Many factors contribute to infertility, and we can’t cover them all
today, but I would like to speak to you about the part that hormones play in
helping a woman conceive.
Hormones control countless activities in our bodies, especially when and
if a woman ovulates and whether her body will be a hospitable place for any baby
that is possibly conceived.
Current statistics show that 25% of all menstruating women are not
ovulating each month, so obviously infertility from just that cause alone is at
a staggering high.
Thyroid problems
constitute the largest percentage of hormonal imbalances that affect
infertility, mostly because a low-functioning thyroid gland causes problems for
the manufacture of all other female sexual hormones.

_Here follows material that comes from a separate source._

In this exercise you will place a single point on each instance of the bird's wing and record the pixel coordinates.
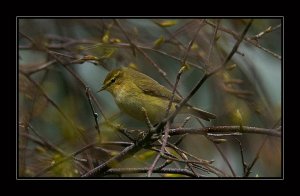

While medical sources estimate that only 2% of women show evidence of
“clinical” hypothyroidism, in reality up to 90% of all women experience
“functional” hypothyroidism during their lifetimes.
What is the difference between “clinical” and “functional”
hypothyroidism?
Clinical hypothyroidism can be seen with standard blood tests.
Functional hypothyroidism is often felt first merely
as a symptom or a feeling that something is off-balance in a woman’s body.
Because
it can take months and even years for hormone levels to become so unbalanced
that they show up as a “clinical” problem, many women never receive help
for the symptoms that they feel. They
are told that the problems are in their heads or that they are simply getting
older. However, sexual reproduction
is one of the first systems in the body to be turned off if there is any disease
or dysfunction whatsoever, since an unhealthy body is never a good place to
harbor a growing human being. Therefore,
many cases of infertility go undiagnosed each year, simply because a woman’s
symptoms are not yet severe enough to show up on standard blood tests. When
a woman’s hormones are disrupted, the first sign is often a lack of ovulation.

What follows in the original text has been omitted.